He added: “China’s representatives and I are trying to do a complete deal, leaving NOTHING unresolved on the table. All of the many problems are being discussed and will be hopefully resolved. Tariffs on China increase to 25% on March 1st, so all working hard to complete by that date!”

China’s top economic official Vice Premier Liu He is part of the delegation in the U.S. Jan. 30 and 31. He was scheduled to speak with both U.S. Trade Representative Robert Lighthizer and Treasury Secretary Steven Mnuchin.

The talks proceeded to a second day despite an unexpected event Wednesday. A uniformed U.S. Secret Service officer was injured as an unnamed individual was arrested for attempting to “impede the progress” of the Chinese delegation’s motorcade near the White House.

The two nations had agreed on preliminary concessions at the G20 Summit in late November and early December. Trump had agreed to no new tariffs.

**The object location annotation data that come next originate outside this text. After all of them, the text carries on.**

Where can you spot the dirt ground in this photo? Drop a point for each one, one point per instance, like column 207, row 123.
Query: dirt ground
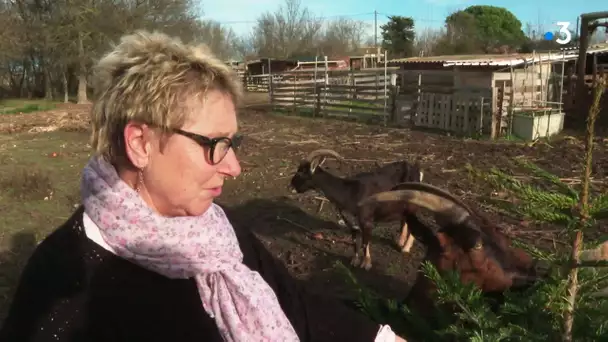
column 260, row 199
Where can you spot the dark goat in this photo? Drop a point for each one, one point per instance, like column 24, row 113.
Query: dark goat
column 345, row 193
column 465, row 242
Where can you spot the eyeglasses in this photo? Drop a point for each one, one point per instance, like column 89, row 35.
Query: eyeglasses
column 218, row 147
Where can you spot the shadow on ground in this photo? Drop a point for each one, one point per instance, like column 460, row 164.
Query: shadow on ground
column 286, row 230
column 12, row 262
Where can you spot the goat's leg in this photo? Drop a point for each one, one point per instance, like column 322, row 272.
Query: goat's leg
column 406, row 238
column 356, row 248
column 366, row 235
column 403, row 236
column 346, row 222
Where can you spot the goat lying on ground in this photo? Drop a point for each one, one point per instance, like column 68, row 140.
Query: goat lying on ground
column 345, row 193
column 466, row 243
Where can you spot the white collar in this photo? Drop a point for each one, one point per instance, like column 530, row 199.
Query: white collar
column 91, row 230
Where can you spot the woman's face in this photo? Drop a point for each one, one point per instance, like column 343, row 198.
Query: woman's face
column 179, row 179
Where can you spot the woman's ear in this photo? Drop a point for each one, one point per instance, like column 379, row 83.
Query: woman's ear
column 138, row 146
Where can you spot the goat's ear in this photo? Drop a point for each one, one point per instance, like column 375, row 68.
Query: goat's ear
column 444, row 242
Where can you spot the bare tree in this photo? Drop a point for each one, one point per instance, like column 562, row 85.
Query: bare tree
column 289, row 31
column 427, row 40
column 341, row 37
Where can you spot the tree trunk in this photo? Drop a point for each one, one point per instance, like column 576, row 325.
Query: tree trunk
column 82, row 75
column 48, row 91
column 65, row 87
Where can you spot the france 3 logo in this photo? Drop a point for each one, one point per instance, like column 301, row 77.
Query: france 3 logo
column 564, row 35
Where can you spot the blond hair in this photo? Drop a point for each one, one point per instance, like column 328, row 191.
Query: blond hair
column 148, row 77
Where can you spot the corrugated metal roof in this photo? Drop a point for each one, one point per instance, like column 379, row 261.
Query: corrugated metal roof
column 500, row 60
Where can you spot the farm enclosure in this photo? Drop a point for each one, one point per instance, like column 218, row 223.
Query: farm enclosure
column 523, row 94
column 260, row 199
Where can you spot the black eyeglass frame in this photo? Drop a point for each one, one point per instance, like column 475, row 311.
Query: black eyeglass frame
column 204, row 141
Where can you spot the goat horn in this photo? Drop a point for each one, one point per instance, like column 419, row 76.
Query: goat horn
column 323, row 152
column 426, row 196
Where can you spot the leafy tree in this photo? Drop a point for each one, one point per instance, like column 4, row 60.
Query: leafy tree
column 490, row 27
column 398, row 36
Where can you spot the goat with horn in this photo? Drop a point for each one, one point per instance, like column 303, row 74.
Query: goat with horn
column 345, row 194
column 465, row 243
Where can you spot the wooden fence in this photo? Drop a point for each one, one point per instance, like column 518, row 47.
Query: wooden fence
column 469, row 103
column 358, row 95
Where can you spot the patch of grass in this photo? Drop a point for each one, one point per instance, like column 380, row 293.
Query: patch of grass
column 29, row 172
column 27, row 184
column 16, row 106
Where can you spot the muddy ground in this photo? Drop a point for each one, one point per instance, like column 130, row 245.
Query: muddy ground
column 260, row 199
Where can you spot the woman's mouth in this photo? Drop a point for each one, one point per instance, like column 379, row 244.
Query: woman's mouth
column 216, row 191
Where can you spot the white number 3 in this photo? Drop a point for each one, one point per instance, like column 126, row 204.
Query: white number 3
column 564, row 32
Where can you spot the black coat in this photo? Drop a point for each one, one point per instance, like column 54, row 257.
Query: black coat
column 74, row 290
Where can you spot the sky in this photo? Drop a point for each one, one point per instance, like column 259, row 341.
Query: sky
column 240, row 15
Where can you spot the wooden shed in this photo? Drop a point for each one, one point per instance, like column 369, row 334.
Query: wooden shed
column 482, row 93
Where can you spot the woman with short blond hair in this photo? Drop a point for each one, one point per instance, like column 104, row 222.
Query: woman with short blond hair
column 149, row 256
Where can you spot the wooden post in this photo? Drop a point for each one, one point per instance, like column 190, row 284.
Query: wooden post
column 394, row 110
column 480, row 123
column 318, row 104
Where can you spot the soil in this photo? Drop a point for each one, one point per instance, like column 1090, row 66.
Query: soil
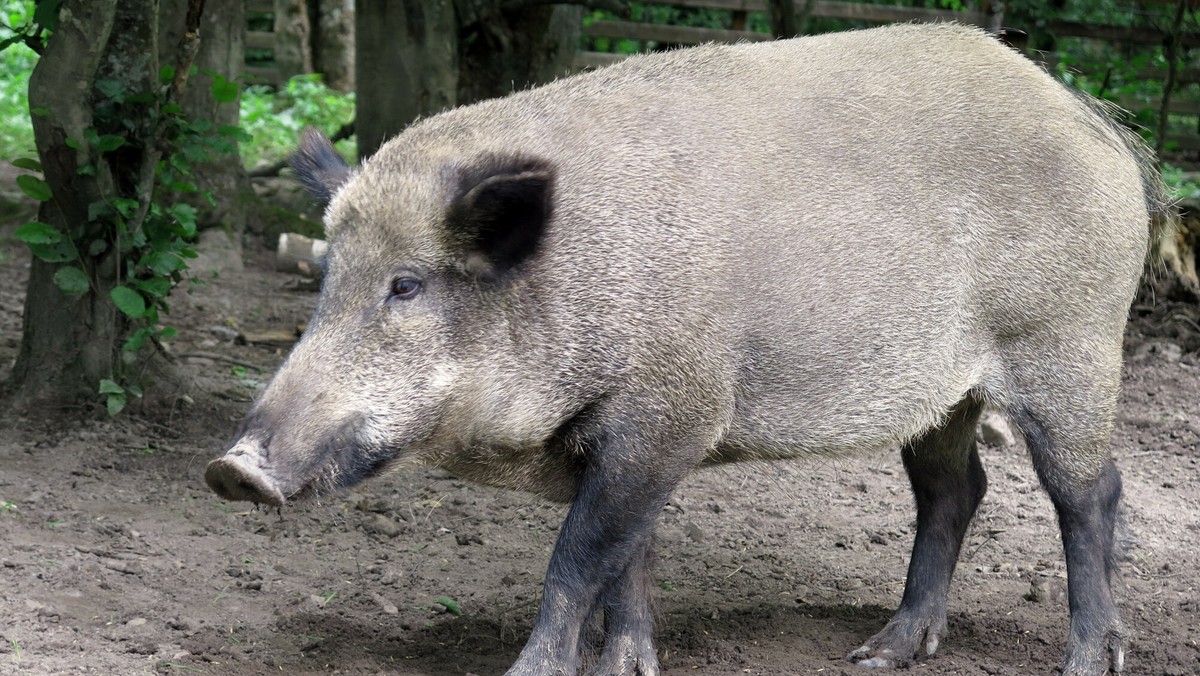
column 115, row 558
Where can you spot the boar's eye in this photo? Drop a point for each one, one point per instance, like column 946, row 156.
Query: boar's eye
column 405, row 288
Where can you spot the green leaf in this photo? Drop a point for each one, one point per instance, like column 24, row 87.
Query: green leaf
column 35, row 232
column 223, row 91
column 136, row 340
column 126, row 205
column 46, row 13
column 114, row 404
column 55, row 252
column 129, row 301
column 35, row 187
column 156, row 287
column 71, row 281
column 185, row 215
column 109, row 142
column 112, row 89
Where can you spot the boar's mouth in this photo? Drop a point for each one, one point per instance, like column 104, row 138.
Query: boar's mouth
column 235, row 479
column 262, row 473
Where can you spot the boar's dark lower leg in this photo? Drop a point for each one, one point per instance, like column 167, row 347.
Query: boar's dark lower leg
column 1086, row 518
column 629, row 622
column 601, row 556
column 948, row 482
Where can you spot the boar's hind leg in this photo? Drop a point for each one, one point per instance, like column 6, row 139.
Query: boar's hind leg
column 1071, row 455
column 948, row 482
column 601, row 555
column 629, row 623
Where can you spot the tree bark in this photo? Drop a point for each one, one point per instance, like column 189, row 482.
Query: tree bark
column 333, row 46
column 221, row 52
column 406, row 63
column 783, row 18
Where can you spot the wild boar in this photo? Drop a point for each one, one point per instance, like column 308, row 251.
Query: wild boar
column 808, row 247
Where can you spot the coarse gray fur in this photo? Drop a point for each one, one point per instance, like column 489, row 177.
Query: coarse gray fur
column 807, row 247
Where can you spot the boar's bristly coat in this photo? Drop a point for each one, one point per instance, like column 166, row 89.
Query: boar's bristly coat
column 804, row 247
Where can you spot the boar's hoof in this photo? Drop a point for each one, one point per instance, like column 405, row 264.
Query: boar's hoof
column 234, row 479
column 899, row 641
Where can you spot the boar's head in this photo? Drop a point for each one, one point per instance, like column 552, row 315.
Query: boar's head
column 418, row 289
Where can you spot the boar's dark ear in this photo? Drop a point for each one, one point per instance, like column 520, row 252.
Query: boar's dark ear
column 318, row 166
column 501, row 210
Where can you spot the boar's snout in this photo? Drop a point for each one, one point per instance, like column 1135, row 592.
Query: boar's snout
column 235, row 478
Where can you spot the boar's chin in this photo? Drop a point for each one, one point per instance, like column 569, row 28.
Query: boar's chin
column 346, row 468
column 271, row 473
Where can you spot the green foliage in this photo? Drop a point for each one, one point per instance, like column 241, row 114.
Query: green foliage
column 153, row 235
column 1183, row 185
column 17, row 61
column 274, row 120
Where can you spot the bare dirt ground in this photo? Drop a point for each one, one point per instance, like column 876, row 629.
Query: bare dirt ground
column 115, row 558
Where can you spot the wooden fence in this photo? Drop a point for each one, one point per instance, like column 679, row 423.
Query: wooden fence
column 265, row 52
column 1183, row 106
column 261, row 64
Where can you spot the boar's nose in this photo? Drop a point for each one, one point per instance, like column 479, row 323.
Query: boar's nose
column 233, row 478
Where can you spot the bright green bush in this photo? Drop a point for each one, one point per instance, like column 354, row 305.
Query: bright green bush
column 275, row 119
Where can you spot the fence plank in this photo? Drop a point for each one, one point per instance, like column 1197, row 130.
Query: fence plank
column 659, row 33
column 844, row 10
column 597, row 59
column 883, row 13
column 1179, row 107
column 1135, row 35
column 263, row 76
column 1183, row 142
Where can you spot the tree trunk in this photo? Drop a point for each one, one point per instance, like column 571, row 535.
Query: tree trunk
column 97, row 76
column 333, row 45
column 510, row 51
column 417, row 58
column 293, row 39
column 221, row 52
column 406, row 63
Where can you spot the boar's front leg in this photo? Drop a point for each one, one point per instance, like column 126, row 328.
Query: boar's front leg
column 947, row 482
column 603, row 552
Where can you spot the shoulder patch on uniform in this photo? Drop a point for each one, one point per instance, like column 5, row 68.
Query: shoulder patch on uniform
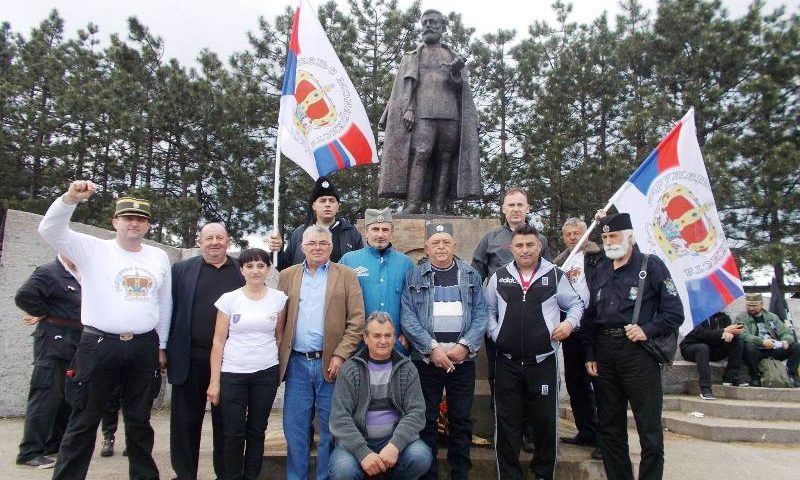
column 361, row 271
column 669, row 284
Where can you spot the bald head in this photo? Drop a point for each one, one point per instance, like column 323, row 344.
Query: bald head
column 213, row 243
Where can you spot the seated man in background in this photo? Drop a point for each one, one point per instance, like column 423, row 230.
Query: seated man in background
column 378, row 411
column 713, row 340
column 764, row 336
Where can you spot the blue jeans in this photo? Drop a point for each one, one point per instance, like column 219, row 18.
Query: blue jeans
column 306, row 390
column 412, row 463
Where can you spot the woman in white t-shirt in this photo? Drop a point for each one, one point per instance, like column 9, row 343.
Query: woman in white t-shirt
column 244, row 365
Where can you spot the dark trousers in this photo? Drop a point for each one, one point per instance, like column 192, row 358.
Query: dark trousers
column 245, row 403
column 580, row 389
column 754, row 354
column 702, row 353
column 627, row 373
column 46, row 412
column 491, row 351
column 101, row 363
column 110, row 417
column 460, row 385
column 186, row 422
column 526, row 387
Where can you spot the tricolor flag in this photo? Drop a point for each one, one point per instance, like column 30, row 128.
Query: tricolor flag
column 323, row 124
column 674, row 216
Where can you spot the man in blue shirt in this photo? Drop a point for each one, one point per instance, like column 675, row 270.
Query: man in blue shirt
column 318, row 330
column 444, row 317
column 381, row 270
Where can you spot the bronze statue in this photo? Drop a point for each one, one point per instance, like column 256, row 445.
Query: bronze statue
column 430, row 152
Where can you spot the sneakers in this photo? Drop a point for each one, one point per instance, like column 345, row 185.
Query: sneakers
column 40, row 462
column 735, row 383
column 108, row 448
column 706, row 394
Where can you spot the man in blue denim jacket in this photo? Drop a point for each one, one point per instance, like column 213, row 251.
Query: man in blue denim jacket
column 444, row 317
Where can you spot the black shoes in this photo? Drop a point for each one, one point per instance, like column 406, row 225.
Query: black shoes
column 108, row 448
column 706, row 394
column 40, row 462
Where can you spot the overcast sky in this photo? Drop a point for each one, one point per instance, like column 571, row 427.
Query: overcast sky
column 188, row 26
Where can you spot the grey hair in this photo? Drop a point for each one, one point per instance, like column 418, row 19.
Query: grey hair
column 379, row 317
column 314, row 229
column 573, row 222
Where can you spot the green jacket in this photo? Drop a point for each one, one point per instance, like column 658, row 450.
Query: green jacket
column 775, row 326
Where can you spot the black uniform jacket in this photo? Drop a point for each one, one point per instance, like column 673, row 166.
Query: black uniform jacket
column 179, row 347
column 613, row 295
column 51, row 291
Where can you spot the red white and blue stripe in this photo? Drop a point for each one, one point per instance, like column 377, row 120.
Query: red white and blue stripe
column 323, row 124
column 669, row 197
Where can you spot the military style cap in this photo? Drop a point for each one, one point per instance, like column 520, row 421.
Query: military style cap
column 753, row 299
column 323, row 188
column 435, row 227
column 616, row 223
column 373, row 215
column 136, row 207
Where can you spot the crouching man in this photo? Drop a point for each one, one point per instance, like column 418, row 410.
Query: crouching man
column 378, row 411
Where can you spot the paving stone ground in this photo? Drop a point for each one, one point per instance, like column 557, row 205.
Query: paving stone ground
column 686, row 458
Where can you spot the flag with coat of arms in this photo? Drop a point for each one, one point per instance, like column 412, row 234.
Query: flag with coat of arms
column 674, row 216
column 323, row 126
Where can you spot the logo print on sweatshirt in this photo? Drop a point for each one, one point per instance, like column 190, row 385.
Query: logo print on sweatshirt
column 135, row 282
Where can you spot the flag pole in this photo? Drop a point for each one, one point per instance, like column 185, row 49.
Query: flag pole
column 275, row 193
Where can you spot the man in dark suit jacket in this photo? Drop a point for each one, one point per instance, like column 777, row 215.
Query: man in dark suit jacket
column 196, row 284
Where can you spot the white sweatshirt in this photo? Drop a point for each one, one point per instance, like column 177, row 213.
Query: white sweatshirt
column 122, row 291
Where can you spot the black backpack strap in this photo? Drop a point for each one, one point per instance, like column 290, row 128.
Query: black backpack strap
column 639, row 294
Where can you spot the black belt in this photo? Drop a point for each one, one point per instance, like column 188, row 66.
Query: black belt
column 614, row 332
column 63, row 323
column 308, row 355
column 124, row 337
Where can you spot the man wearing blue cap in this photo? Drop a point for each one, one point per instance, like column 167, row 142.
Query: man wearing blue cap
column 444, row 317
column 625, row 371
column 381, row 270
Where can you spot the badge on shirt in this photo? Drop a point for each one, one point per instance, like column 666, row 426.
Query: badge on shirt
column 670, row 286
column 361, row 271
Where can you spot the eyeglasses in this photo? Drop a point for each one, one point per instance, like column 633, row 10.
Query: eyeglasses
column 323, row 244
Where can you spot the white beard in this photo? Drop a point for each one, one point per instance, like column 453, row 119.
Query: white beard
column 615, row 252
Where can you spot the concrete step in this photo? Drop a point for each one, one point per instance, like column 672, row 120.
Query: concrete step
column 676, row 377
column 734, row 409
column 750, row 393
column 731, row 430
column 574, row 463
column 719, row 429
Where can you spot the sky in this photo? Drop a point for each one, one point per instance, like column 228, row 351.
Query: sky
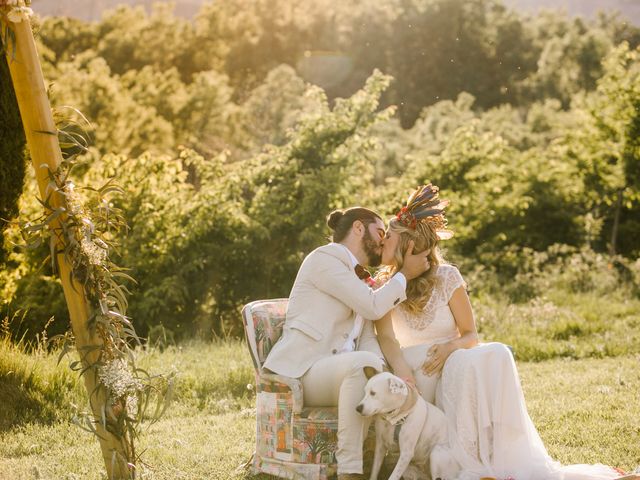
column 92, row 9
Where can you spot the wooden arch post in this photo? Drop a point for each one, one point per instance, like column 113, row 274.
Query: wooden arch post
column 37, row 120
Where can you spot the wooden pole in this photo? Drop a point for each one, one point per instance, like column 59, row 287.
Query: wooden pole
column 37, row 119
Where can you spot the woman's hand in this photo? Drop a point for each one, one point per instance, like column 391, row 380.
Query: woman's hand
column 436, row 356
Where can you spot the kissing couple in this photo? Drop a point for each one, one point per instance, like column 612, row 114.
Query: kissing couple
column 414, row 318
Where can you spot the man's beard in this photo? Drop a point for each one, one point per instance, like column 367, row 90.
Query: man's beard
column 372, row 249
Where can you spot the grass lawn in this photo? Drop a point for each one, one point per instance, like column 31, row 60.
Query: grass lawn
column 586, row 410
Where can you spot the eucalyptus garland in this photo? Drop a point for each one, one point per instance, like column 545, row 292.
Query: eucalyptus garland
column 84, row 228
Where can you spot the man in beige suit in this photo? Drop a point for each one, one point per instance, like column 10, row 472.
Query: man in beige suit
column 328, row 334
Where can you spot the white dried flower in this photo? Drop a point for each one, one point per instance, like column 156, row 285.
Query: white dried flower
column 18, row 14
column 94, row 253
column 118, row 378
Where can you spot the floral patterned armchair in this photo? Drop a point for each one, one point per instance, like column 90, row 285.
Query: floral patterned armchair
column 292, row 441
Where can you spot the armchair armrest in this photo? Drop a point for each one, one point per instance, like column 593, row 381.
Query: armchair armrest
column 273, row 381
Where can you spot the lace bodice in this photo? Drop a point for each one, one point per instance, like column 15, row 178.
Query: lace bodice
column 435, row 323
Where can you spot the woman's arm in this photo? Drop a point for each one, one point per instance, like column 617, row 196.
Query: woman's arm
column 391, row 349
column 463, row 314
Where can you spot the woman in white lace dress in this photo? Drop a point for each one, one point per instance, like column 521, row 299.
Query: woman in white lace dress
column 430, row 340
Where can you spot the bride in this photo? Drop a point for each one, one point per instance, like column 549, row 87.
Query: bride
column 431, row 341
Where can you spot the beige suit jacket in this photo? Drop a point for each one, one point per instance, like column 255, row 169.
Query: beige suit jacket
column 322, row 307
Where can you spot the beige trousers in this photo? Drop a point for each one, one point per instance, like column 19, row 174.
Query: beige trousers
column 339, row 380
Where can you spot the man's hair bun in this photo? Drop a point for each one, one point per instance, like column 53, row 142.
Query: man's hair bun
column 333, row 219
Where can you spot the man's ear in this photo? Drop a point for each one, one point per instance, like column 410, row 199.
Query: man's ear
column 370, row 372
column 358, row 224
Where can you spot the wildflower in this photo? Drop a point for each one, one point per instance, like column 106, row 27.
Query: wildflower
column 94, row 253
column 118, row 378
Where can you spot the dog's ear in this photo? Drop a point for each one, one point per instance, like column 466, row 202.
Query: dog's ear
column 370, row 372
column 398, row 386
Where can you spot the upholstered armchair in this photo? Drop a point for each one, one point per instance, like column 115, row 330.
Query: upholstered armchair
column 292, row 441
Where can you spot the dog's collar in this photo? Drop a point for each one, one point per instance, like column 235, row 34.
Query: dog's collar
column 398, row 416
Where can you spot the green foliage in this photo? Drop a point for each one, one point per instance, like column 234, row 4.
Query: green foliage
column 575, row 405
column 12, row 154
column 231, row 160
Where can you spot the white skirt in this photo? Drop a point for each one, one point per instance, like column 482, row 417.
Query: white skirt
column 490, row 430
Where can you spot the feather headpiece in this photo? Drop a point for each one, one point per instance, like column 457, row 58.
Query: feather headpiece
column 424, row 205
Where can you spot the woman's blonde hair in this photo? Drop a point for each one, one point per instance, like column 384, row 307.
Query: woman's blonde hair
column 424, row 236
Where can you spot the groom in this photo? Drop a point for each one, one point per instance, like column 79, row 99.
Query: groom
column 328, row 337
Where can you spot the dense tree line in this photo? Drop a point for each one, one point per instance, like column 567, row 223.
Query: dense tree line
column 234, row 135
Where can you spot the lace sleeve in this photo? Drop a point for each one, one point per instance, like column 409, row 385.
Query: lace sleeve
column 451, row 280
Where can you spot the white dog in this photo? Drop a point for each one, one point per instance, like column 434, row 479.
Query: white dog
column 406, row 421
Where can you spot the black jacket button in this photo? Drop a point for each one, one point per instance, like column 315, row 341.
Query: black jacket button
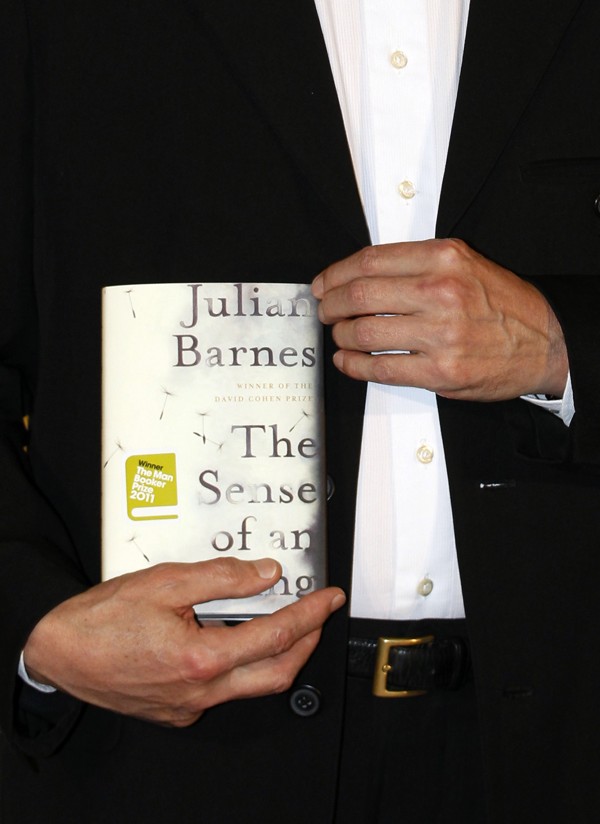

The Trump administration has imposed tariffs on $250 billion in Chinese imports, reported NPR. NPR also reported:

The president has often complained about the U.S. trade deficit with China — $335 billion in 2017 and on pace to surpass that for 2018. China has signaled a willingness to buy more American products, such as soybeans and natural gas. But American negotiators are looking for more structural changes in the trade relationship, including an end to China’s intellectual property theft and the forced transfer of U.S. technology.

The talks with China come just days after the U.S. Department of Justice charged Chinese telecommunications giant Huawei on several counts of fraud on Monday.